**Review Part II**

**Starting New Lines in Output**

To start a new output line, you can include \n in a quoted string, as in the

following example:

cout << "You have definitely won\n" << "one of the following prizes:\n"; Recall that \n is typed as two symbols with no space in-between the two symbols. Alternatively, you can start a new line by outputting endl. An equivalent way to write the above cout statement is as follows: cout << "You have definitely won" << endl << "one of the following prizes:" << endl;

**Outputting Values of Type double**

If you insert the following “magic formula” in your program, then all

numbers of type double (or any other type that allows for digits after the

decimal point) will be output in ordinary everyday notation with two digits

after the decimal point:

cout.setf(ios::fixed);

cout.setf(ios::showpoint);

cout.precision(2);

You can use any other nonnegative whole number in place of the 2 to

specify a different number of digits after the decimal point. You can even

use a variable of type int in place of the 2

**cin Statements**

A cin statement sets variables equal to values typed in at the keyboard.

SYNTAX cin >> Variable_1 >> Variable_2 >> . . . ;

EXAMPLE cin >> number >> size;

cin >> time_to_go

>> points_needed;

**The “and” Operator &&**

You can form a more elaborate Boolean expression by combining two

simple tests using the “and” operator &&.

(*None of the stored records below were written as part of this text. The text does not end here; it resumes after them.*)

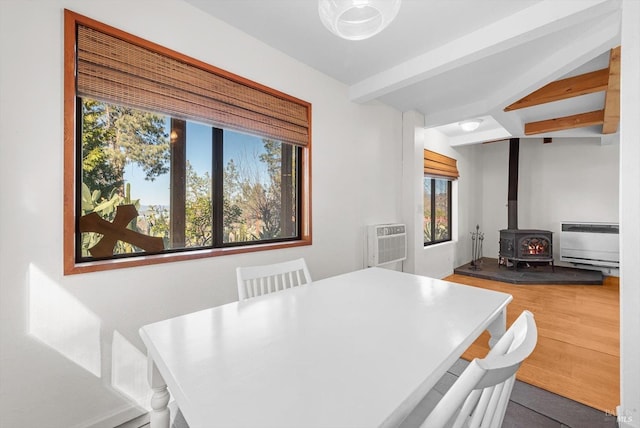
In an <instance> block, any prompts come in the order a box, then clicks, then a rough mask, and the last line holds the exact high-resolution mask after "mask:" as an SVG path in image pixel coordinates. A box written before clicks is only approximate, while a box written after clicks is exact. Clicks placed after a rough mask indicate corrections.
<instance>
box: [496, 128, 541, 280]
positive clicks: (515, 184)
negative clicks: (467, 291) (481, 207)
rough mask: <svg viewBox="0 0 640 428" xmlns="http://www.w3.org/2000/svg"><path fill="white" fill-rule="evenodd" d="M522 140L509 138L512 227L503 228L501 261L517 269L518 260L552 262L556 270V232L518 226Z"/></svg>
mask: <svg viewBox="0 0 640 428" xmlns="http://www.w3.org/2000/svg"><path fill="white" fill-rule="evenodd" d="M519 152H520V139H518V138H512V139H511V140H510V141H509V194H508V204H507V206H508V213H507V214H508V217H507V222H508V226H507V227H508V229H503V230H501V231H500V258H499V259H498V262H499V263H500V264H504V265H506V266H509V262H513V266H514V267H515V268H516V269H517V268H518V263H520V262H526V263H551V268H552V269H553V268H554V266H553V234H552V232H550V231H548V230H538V229H518V157H519Z"/></svg>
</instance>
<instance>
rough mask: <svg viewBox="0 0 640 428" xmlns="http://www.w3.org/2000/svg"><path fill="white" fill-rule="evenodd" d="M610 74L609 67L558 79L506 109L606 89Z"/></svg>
mask: <svg viewBox="0 0 640 428" xmlns="http://www.w3.org/2000/svg"><path fill="white" fill-rule="evenodd" d="M609 75H610V72H609V69H607V68H603V69H602V70H596V71H592V72H589V73H585V74H580V75H579V76H573V77H567V78H566V79H561V80H556V81H555V82H551V83H549V84H547V85H545V86H543V87H542V88H540V89H538V90H536V91H533V92H532V93H530V94H529V95H527V96H525V97H524V98H521V99H519V100H518V101H516V102H515V103H513V104H511V105H509V106H507V107H505V109H504V111H512V110H518V109H521V108H525V107H532V106H537V105H540V104H546V103H550V102H553V101H560V100H564V99H567V98H573V97H578V96H580V95H586V94H591V93H594V92H600V91H604V90H606V89H607V85H608V82H609Z"/></svg>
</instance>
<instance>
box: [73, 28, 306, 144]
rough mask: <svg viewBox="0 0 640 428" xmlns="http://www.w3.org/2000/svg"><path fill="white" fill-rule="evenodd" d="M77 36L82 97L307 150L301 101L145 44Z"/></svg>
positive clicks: (223, 71) (304, 107)
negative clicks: (226, 128)
mask: <svg viewBox="0 0 640 428" xmlns="http://www.w3.org/2000/svg"><path fill="white" fill-rule="evenodd" d="M77 31H78V39H77V40H78V42H77V95H78V96H80V97H91V98H95V99H98V100H101V101H105V102H112V103H114V104H120V105H126V106H129V107H133V108H137V109H142V110H147V111H150V112H155V113H162V114H166V115H169V116H171V117H175V118H180V119H190V120H195V121H200V122H203V123H206V124H209V125H212V126H217V127H220V128H227V129H233V130H236V131H240V132H247V133H251V134H254V135H260V136H262V137H267V138H272V139H275V140H280V141H285V142H288V143H292V144H296V145H299V146H303V147H304V146H307V145H308V144H309V128H310V104H308V103H306V102H304V101H300V100H297V99H295V98H293V97H289V96H287V95H284V94H281V93H279V92H277V91H275V90H271V89H269V88H265V87H262V86H261V85H258V84H255V83H253V82H250V81H248V80H246V79H242V78H239V77H237V76H234V75H232V74H231V73H227V72H224V71H221V70H218V69H215V68H214V67H212V66H206V64H204V65H203V67H197V66H194V65H191V64H187V63H185V62H183V61H180V59H179V57H178V56H176V57H172V56H171V55H170V54H166V53H165V51H166V52H170V51H168V50H167V49H164V51H162V53H159V52H158V51H156V50H153V46H154V45H153V44H151V43H149V42H145V43H144V44H143V43H140V44H136V43H132V42H131V41H128V40H124V39H121V38H117V37H114V36H111V35H108V34H104V33H102V32H100V31H98V30H95V29H93V28H90V27H87V26H83V25H79V26H78V28H77ZM132 40H134V38H133V37H132Z"/></svg>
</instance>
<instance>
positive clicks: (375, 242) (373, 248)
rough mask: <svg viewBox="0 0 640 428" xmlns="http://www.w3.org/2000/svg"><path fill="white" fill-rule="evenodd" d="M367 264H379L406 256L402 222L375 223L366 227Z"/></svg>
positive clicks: (406, 251)
mask: <svg viewBox="0 0 640 428" xmlns="http://www.w3.org/2000/svg"><path fill="white" fill-rule="evenodd" d="M367 254H368V265H369V266H381V265H386V264H388V263H393V262H398V261H401V260H404V259H406V258H407V232H406V227H405V225H404V224H376V225H372V226H369V227H368V232H367Z"/></svg>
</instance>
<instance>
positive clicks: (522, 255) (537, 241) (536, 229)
mask: <svg viewBox="0 0 640 428" xmlns="http://www.w3.org/2000/svg"><path fill="white" fill-rule="evenodd" d="M500 257H501V258H502V259H504V261H511V262H513V264H514V267H515V268H516V269H517V268H518V263H519V262H526V263H551V266H552V268H553V233H552V232H550V231H548V230H537V229H503V230H501V231H500Z"/></svg>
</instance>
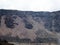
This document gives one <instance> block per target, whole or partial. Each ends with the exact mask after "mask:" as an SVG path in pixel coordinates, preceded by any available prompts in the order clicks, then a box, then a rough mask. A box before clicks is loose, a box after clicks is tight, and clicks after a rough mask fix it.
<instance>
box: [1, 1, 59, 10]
mask: <svg viewBox="0 0 60 45" xmlns="http://www.w3.org/2000/svg"><path fill="white" fill-rule="evenodd" d="M0 9H16V10H24V11H56V10H60V0H0Z"/></svg>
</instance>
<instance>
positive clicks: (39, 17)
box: [0, 9, 60, 40]
mask: <svg viewBox="0 0 60 45" xmlns="http://www.w3.org/2000/svg"><path fill="white" fill-rule="evenodd" d="M59 13H60V12H59V11H56V12H33V11H17V10H3V9H0V37H3V36H4V37H5V36H7V37H18V38H20V39H23V38H27V39H31V40H34V39H36V38H57V36H56V35H57V34H60V28H59V27H60V21H59V20H60V14H59Z"/></svg>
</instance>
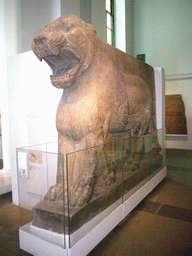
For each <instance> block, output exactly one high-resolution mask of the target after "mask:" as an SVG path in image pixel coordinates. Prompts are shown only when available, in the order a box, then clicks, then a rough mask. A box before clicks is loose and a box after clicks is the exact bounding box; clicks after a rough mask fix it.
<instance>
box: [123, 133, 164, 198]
mask: <svg viewBox="0 0 192 256" xmlns="http://www.w3.org/2000/svg"><path fill="white" fill-rule="evenodd" d="M163 136H164V135H163V130H158V131H155V132H153V133H151V134H147V135H143V136H134V137H129V138H126V139H124V140H123V143H122V144H123V146H122V151H123V152H122V166H123V167H122V168H123V202H125V201H126V200H127V199H128V198H130V197H131V196H132V195H133V194H134V193H135V192H136V191H137V190H139V189H140V188H141V187H142V186H143V185H145V184H146V183H147V182H148V181H149V180H150V179H151V178H152V177H153V176H155V175H156V174H157V173H158V172H159V171H160V170H161V169H162V168H163V167H164V165H165V161H164V152H165V150H164V144H163V143H164V142H163Z"/></svg>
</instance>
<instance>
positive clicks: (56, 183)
mask: <svg viewBox="0 0 192 256" xmlns="http://www.w3.org/2000/svg"><path fill="white" fill-rule="evenodd" d="M32 49H33V51H34V53H35V55H36V56H37V57H38V59H39V60H44V61H45V62H46V63H47V64H48V65H49V66H50V67H51V69H52V72H53V74H52V76H51V82H52V84H53V85H54V86H55V87H57V88H60V89H62V90H63V95H62V97H61V100H60V103H59V106H58V110H57V115H56V127H57V130H58V151H59V152H60V153H62V154H61V156H59V157H58V170H57V182H56V185H55V186H52V187H51V188H50V189H49V191H48V193H47V194H46V196H45V200H49V201H55V200H62V199H63V167H62V166H63V165H62V161H63V160H62V155H63V156H64V161H68V160H67V159H66V154H67V153H70V152H74V151H77V150H82V149H89V148H92V147H94V146H96V145H101V144H104V143H106V142H110V141H111V140H114V139H116V138H124V137H126V136H129V135H130V133H132V135H138V134H141V135H143V134H146V133H150V132H154V131H155V130H156V117H155V95H154V93H155V88H154V71H153V68H152V67H150V66H149V65H147V64H145V63H143V62H141V61H139V60H137V59H135V58H133V57H131V56H130V55H128V54H125V53H124V52H122V51H120V50H118V49H116V48H114V47H113V46H111V45H108V44H107V43H106V42H104V41H102V40H101V39H100V38H98V37H97V36H96V33H95V30H94V28H93V26H92V25H91V24H87V23H85V22H84V21H83V20H81V19H80V18H78V17H76V16H74V15H68V16H63V17H60V18H58V19H57V20H56V21H54V22H53V23H51V24H50V25H47V26H46V27H45V28H44V29H42V30H40V32H39V34H38V35H37V36H36V37H35V38H34V40H33V43H32ZM153 143H154V145H153V146H154V147H156V146H155V144H156V145H157V144H158V141H157V140H156V141H155V140H154V142H153ZM135 147H138V149H136V150H140V147H141V145H140V144H138V145H136V146H135ZM106 154H108V155H109V156H110V154H111V155H112V154H113V149H112V148H110V147H109V148H106ZM82 156H83V164H82V165H81V170H79V168H80V167H79V166H80V165H79V164H78V161H79V160H77V159H76V157H75V154H74V156H73V154H71V158H70V163H69V165H71V166H70V170H71V172H70V173H69V187H70V206H71V207H77V206H82V205H83V204H85V203H87V202H88V201H89V200H90V199H91V197H92V194H93V190H94V187H95V186H96V184H97V179H98V173H97V166H98V152H97V150H96V149H95V150H86V151H85V153H84V154H83V153H82ZM81 161H82V159H81ZM135 161H137V160H135ZM137 164H138V163H137ZM133 166H134V163H132V167H133ZM128 168H129V167H128ZM113 182H115V171H114V169H113V168H110V167H109V166H108V169H107V171H106V175H105V185H106V186H110V184H111V183H113Z"/></svg>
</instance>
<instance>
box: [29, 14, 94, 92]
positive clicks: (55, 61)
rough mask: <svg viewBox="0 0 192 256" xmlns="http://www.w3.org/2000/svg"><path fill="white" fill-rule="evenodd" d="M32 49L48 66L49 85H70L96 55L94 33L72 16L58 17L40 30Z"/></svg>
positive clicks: (81, 22) (32, 46) (85, 24)
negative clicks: (48, 67) (52, 21)
mask: <svg viewBox="0 0 192 256" xmlns="http://www.w3.org/2000/svg"><path fill="white" fill-rule="evenodd" d="M32 49H33V51H34V53H35V55H36V56H37V57H38V58H39V60H42V59H43V60H45V61H46V63H47V64H48V65H49V66H50V67H51V69H52V71H53V75H52V76H51V82H52V84H53V85H54V86H55V87H57V88H65V87H69V86H71V85H72V84H73V83H74V82H75V80H76V78H78V77H80V76H81V75H82V74H83V73H84V72H85V70H86V69H87V68H88V66H89V65H90V64H91V62H92V60H93V58H94V55H95V31H94V28H93V26H92V25H91V24H88V23H85V22H84V21H83V20H81V19H80V18H78V17H76V16H74V15H67V16H61V17H60V18H58V19H57V20H56V21H54V22H52V23H51V24H49V25H47V26H46V27H45V28H44V29H42V30H40V32H39V34H38V35H37V36H36V37H35V38H34V39H33V43H32Z"/></svg>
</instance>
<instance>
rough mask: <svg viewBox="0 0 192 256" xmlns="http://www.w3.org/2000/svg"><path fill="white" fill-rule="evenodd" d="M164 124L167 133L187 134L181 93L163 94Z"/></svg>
mask: <svg viewBox="0 0 192 256" xmlns="http://www.w3.org/2000/svg"><path fill="white" fill-rule="evenodd" d="M165 126H166V133H167V134H187V121H186V116H185V105H184V101H183V99H182V95H181V94H175V95H166V96H165Z"/></svg>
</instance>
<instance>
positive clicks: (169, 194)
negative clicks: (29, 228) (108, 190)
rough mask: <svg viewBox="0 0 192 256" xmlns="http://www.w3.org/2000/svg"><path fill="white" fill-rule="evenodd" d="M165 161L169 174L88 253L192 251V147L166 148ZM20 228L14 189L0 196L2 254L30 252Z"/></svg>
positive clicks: (0, 251) (1, 242)
mask: <svg viewBox="0 0 192 256" xmlns="http://www.w3.org/2000/svg"><path fill="white" fill-rule="evenodd" d="M166 165H167V166H168V172H167V174H168V176H167V177H166V178H165V179H164V180H163V181H162V182H161V183H160V184H159V185H158V186H157V187H156V188H155V190H153V192H152V193H151V194H150V195H148V196H147V197H146V198H145V199H144V200H143V201H142V202H141V204H140V205H138V206H137V207H136V209H134V210H133V211H132V213H131V214H130V215H128V216H127V218H126V219H125V220H124V221H123V222H122V223H120V224H119V225H118V226H117V227H116V228H115V229H114V230H113V231H112V232H111V233H110V234H109V235H108V236H107V237H106V238H105V239H104V240H103V241H102V242H101V243H100V244H99V245H98V246H97V247H96V248H94V249H93V250H92V251H91V252H90V253H89V254H88V256H133V255H134V256H140V255H141V256H145V255H146V256H149V255H152V256H153V255H154V256H158V255H159V256H165V255H166V256H169V255H170V256H190V255H192V151H183V150H182V151H178V150H167V151H166ZM26 222H27V218H26ZM18 228H19V213H18V206H16V205H13V204H12V202H11V193H8V194H5V195H3V196H0V255H1V256H13V255H23V256H24V255H26V256H27V255H30V254H28V253H26V252H24V251H22V250H20V249H19V239H18ZM34 246H35V245H34ZM45 256H46V255H45ZM77 256H78V255H77Z"/></svg>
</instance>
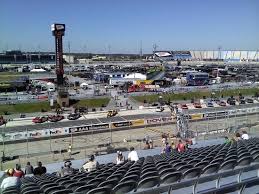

SYNTAX (FOR A BOOLEAN EXPRESSION USING &&)

(Comparison_1) && (Comparison_2)

**EXAMPLE**

(WITHIN AN if-else STATEMENT)

if ( (score > 0) && (score < 10) ) cout << "score is between 0 and 10\n"; else cout << "score is not between 0 and 10.\n"; If the value of score is greater than 0 and the value of score is also less than 10, then the first cout statement will be executed; otherwise, the second cout statement will be executed.

**The “or” Operator ||**

You can form a more elaborate Boolean expression by combining two

simple tests using the “or” operator ||.

SYNTAX (FOR A BOOLEAN EXPRESSION USING ||)

(Comparison_1) || (Comparison_2)

**EXAMPLE**

(WITHIN AN if-else STATEMENT)

if ( (x == 1) || (x == y) )

cout << "x is 1 or x equals y.\n";

else

cout << "x is neither 1 nor equal to y.\n";

If the value of x is equal to 1 or the value of x is equal to the value of y (or

both), then the first cout statement will be executed; otherwise, the

second cout statement will be executed.